Тэмуджин на самом деле про себя сразу же решил, что это не Таргудая происки: тот не доверил бы такое дело чужим людям – только своих, коренных он направил бы на их поиски. А раз все три нукера были люди Хутугты, значит, он сам и ищет их. Но Тэмуджина больше всего удручало то, что была раскрыта их тайна – место, где они, живя под боком у племени, сами были невидимы для людей. Ту тайну, что спасала их весь последний год, теперь сдуло как ветром и было неизвестно, что вздумается Таргудаю, когда и до него дойдет известие о них.

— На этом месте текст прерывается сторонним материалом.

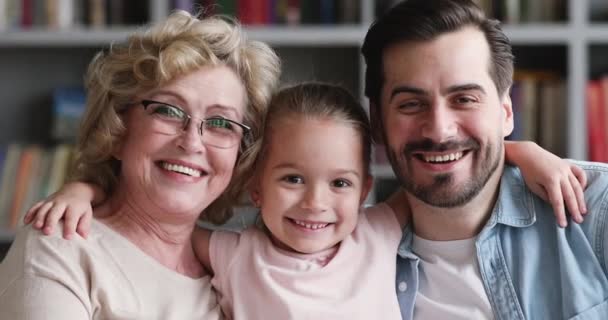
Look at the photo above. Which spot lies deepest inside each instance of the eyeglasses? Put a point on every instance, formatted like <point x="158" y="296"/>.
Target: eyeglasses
<point x="215" y="131"/>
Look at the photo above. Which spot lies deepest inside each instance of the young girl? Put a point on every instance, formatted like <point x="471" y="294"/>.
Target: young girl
<point x="314" y="253"/>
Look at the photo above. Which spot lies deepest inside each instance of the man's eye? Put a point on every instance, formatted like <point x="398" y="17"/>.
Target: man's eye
<point x="464" y="100"/>
<point x="293" y="179"/>
<point x="410" y="106"/>
<point x="341" y="183"/>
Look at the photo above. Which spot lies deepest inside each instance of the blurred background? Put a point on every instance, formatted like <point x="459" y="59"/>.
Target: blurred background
<point x="559" y="95"/>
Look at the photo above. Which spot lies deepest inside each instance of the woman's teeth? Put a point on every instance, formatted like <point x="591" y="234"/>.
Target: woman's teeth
<point x="181" y="169"/>
<point x="444" y="158"/>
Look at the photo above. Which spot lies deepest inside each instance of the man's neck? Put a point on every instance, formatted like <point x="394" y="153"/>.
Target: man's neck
<point x="464" y="222"/>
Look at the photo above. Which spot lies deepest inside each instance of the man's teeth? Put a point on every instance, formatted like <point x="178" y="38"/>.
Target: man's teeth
<point x="444" y="158"/>
<point x="313" y="226"/>
<point x="181" y="169"/>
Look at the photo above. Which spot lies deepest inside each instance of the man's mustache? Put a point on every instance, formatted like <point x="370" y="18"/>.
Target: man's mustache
<point x="428" y="145"/>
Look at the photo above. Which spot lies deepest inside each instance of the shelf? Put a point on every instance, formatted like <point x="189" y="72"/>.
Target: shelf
<point x="382" y="171"/>
<point x="598" y="33"/>
<point x="308" y="36"/>
<point x="6" y="235"/>
<point x="532" y="34"/>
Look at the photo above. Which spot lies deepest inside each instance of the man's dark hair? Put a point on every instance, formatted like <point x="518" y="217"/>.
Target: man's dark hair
<point x="423" y="20"/>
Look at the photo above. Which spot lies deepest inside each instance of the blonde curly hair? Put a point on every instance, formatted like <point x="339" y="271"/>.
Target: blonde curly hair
<point x="151" y="58"/>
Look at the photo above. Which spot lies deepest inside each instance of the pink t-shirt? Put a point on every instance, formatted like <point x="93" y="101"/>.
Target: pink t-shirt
<point x="256" y="280"/>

Тэмуджин посмотрел на притихшего, хмуро набычившегося Бэктэра, сказал:
– Вы с Хасаром поедете на опушку, будете сторожить дорогу из степи.

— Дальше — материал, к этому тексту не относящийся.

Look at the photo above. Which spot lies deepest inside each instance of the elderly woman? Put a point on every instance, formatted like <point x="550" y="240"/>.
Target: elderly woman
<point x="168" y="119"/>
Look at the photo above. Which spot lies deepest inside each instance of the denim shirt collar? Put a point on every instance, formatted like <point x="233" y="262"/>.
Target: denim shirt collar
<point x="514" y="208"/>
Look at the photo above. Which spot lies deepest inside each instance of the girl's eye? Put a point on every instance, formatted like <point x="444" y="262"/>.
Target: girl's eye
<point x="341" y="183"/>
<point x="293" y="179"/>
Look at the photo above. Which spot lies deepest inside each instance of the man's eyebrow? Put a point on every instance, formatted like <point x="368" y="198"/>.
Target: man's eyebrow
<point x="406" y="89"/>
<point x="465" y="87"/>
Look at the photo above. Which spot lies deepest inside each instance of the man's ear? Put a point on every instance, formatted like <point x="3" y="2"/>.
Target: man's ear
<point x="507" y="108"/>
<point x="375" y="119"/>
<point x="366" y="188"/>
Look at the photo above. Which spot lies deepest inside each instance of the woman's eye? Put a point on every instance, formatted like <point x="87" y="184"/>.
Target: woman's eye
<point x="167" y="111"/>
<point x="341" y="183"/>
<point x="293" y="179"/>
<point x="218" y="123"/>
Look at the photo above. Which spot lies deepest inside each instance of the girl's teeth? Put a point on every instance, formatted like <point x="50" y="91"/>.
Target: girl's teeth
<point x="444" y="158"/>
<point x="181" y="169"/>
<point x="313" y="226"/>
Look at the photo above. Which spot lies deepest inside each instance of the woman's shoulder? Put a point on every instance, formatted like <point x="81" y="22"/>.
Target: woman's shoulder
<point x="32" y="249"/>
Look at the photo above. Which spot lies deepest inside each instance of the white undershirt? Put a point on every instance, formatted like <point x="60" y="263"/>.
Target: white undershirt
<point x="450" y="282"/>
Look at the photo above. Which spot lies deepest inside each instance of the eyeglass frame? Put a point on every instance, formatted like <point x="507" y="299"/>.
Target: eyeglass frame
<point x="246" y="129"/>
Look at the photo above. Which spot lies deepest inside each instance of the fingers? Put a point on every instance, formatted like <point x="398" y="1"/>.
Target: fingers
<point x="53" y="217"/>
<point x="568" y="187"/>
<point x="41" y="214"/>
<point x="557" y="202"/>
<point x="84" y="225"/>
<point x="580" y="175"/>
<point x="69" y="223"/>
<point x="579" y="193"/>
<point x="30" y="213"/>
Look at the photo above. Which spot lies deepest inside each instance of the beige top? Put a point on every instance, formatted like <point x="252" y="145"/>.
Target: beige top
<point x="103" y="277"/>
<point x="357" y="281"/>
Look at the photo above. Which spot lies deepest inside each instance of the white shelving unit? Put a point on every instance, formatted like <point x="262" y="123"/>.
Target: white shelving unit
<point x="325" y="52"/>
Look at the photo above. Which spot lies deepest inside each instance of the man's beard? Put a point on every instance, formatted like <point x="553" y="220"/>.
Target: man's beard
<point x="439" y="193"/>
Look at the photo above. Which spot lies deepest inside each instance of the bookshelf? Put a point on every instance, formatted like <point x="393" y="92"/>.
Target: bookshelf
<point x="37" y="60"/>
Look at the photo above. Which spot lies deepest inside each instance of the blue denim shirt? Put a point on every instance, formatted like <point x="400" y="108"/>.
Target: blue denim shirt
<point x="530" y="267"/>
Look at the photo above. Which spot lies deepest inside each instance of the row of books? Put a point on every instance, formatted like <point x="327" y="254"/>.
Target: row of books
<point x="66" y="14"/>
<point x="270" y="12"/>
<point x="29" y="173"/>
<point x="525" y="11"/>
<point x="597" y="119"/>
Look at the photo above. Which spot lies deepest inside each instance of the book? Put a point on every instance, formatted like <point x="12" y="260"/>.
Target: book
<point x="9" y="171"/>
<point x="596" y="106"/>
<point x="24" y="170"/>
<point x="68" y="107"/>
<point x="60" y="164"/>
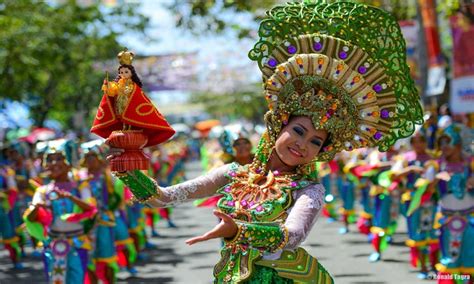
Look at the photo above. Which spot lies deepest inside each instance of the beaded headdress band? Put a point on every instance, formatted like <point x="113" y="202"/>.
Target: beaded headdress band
<point x="343" y="65"/>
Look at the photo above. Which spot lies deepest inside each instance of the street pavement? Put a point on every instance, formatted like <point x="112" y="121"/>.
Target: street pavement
<point x="344" y="256"/>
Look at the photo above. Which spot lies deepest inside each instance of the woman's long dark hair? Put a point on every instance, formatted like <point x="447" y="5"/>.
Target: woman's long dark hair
<point x="135" y="78"/>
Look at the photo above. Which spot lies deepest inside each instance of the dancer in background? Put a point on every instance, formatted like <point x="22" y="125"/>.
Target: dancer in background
<point x="326" y="92"/>
<point x="57" y="215"/>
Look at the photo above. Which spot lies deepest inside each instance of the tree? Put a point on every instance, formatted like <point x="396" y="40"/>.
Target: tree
<point x="50" y="55"/>
<point x="248" y="103"/>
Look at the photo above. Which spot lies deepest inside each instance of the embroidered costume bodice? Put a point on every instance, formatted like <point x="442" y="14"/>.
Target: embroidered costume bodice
<point x="274" y="220"/>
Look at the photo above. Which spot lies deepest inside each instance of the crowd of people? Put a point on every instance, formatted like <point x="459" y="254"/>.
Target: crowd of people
<point x="60" y="198"/>
<point x="88" y="227"/>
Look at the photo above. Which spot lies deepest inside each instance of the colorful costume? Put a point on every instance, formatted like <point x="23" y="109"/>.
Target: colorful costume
<point x="8" y="222"/>
<point x="420" y="214"/>
<point x="104" y="253"/>
<point x="455" y="218"/>
<point x="124" y="103"/>
<point x="349" y="83"/>
<point x="62" y="227"/>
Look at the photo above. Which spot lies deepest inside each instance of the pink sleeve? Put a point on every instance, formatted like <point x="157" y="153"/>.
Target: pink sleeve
<point x="304" y="213"/>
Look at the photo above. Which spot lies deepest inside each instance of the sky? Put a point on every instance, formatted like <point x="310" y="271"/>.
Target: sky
<point x="221" y="61"/>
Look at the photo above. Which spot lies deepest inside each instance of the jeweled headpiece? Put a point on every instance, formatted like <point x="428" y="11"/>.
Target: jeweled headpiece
<point x="343" y="65"/>
<point x="125" y="57"/>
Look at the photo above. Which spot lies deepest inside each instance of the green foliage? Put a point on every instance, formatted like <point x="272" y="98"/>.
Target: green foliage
<point x="213" y="15"/>
<point x="248" y="104"/>
<point x="50" y="54"/>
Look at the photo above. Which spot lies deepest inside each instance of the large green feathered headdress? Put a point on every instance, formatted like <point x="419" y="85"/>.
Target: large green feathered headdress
<point x="342" y="64"/>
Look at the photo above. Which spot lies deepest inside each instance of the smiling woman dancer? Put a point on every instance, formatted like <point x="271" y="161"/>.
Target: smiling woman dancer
<point x="335" y="79"/>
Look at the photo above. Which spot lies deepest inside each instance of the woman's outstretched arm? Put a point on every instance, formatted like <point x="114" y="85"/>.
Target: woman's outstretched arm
<point x="145" y="189"/>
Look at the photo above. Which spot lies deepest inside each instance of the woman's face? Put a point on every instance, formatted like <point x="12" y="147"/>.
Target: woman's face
<point x="299" y="142"/>
<point x="125" y="73"/>
<point x="56" y="165"/>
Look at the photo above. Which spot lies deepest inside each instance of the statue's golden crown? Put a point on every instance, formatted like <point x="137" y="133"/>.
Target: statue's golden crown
<point x="125" y="57"/>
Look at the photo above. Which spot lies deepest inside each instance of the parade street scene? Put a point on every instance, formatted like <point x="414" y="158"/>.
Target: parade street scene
<point x="236" y="141"/>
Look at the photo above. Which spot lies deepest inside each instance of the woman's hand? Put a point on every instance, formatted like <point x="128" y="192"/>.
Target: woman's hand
<point x="225" y="229"/>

Тот поднял на него виноватый взгляд, послушно качнул головой.
– Кто бы ни показался, Хутугта или Таргудай, вы должны опередить их и сообщить сюда, – Тэмуджин, помедлив, добавил: – Ты, Бэктэр, старше, поэтому не обращай внимания на выходки Хасара. Сам знаешь, он у нас строптив без меры. А я ему скажу, чтобы слушался тебя.
Бэктэр, видя, что брат больше не указывает на его оплошку, по которой теперь над всей семьей нависла опасность, стал покладист.
– Да ладно, что нам с ним делить, – он беспечно махнул рукой. – Как-нибудь мы с ним поладим.
– Побольше возьмите еды, – вступилась в разговор Сочигэл. – И оденьтесь потеплее, ночью будет холодно.
– Да, ночами здесь уже настоящая осень, – поддержала ее Оэлун. – Оденьте зимние рубахи и штаны.
Отправив Бэктэра с Хасаром в дозор, Тэмуджин крепко призадумался. Неподвижно сгорбившись на хойморе, он не отвечал на вопросы матерей, на назойливые приставания сестренки, и те, забрав с собой Тэмулун, ушли в молочную юрту. По слову Оэлун, Бэлгутэй сходил в лес и привел Хачиуна с Тэмугэ из их травяного балагана.
Оставшись один, Тэмуджин, придавив нежданную тревогу на сердце, безответно изнывал над одним и тем же вопросом: зачем они вдруг понадобились дядьям.
«Улуса нет, для них мы лишняя обуза, – перебирал он в уме. – Или Даритай снова захотел забрать к себе знамя?.. Тогда почему не его, а Хутугты нукеры ищут нас?.. А может быть, нойоны решили передать знамя Унгуру, а нас для приличия хотят пристегнуть к Бури Бухэ и Ехэ Цэрэну? Если это так, то они придут сюда вместе с нукерами, чтобы силой отобрать знамя и угнать нас на Агу, подальше от глаз соплеменников. Сделать это постараются без шума, значит, нукеров будет не слишком много, едва ли больше десятка…»
Обдумав все и взвесив, Тэмуджин позвал Бэлгутэя.
– Сейчас поедешь в стойбище хамниганов и обратишься к старейшине. Поклонишься от меня, спросишь о его здоровье и благополучии в его доме. Потом передашь ему мои слова, запоминай: «Мои сородичи идут ко мне в гости, но я не знаю, хотят они со мной говорить или собираются меня пленить. Их будет немного, и если они позарятся на мой очаг, можно легко перебить их стрелами из-за лесных зарослей. Я хочу спросить вас: не могли ли бы вы прислать в помощь ко мне пятерых ваших сыновей, которые знают тайгу как свою переметную суму, а зверей умеют бить и в кромешной темноте. И если такое случится, не поможете ли вы мне потом выбраться из этих гор на юго-западную сторону, в кереитскую степь? В таком случае я мог бы вам оставить в подарок четыре добротные юрты, двух молочных коров с годовалыми телятами, два больших чугунных котла и много других вещей».